Four of the current studies used versions of the two-action method to look for imitative learning in both non- human primates and domesticated animals. In this methodology an observer watches a demonstrator manipulate an apparatus with two different parts of their body. Using two different parts of the body and not two different manipulations lets researchers determine if the individual is learning by observation or just learning about changes in the state of the environment. This methodology is the only one that can distinguish local enhancement (learning only to attend to the location of the demonstrator), or stimulus enhancement (learning only to attend to the stimulus which the demonstrator interacts with) from “true” imitation (Campbell, Heyes, and Goldsmith, 1999).

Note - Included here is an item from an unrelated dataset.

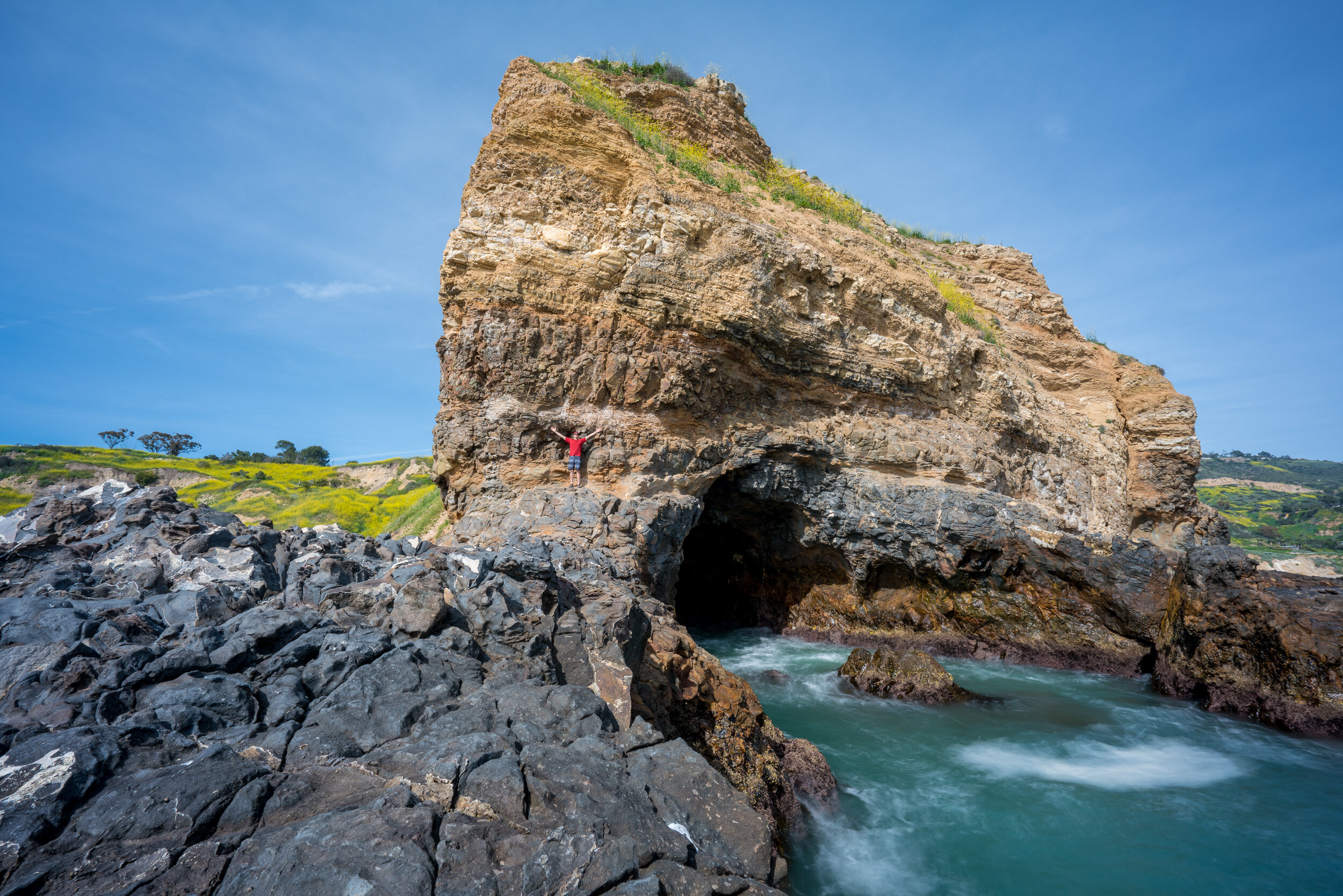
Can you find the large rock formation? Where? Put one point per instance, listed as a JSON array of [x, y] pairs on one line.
[[195, 706], [798, 429]]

One of the current studies used the “do as I do” methodology. In this method a subject is trained to match a few gestures of the demonstrator for reinforcement (i.e. the demonstrator raises her/his hand and the subject raises his/her hand) on the verbal command of “Do this” or “Do it”. After the subject reaches criterion on the trained behaviours a novel behaviour is added that has not been trained to see if the subject will spontaneously imitate the behaviour. Successfully copying a novel demonstration is taken as evidence of understanding the rule needed for imitative performance. This methodology is popular because it not only can distinguish between imitation and the other forms of social learning, but it can also show the subjects’ ability to generalize this type of learning.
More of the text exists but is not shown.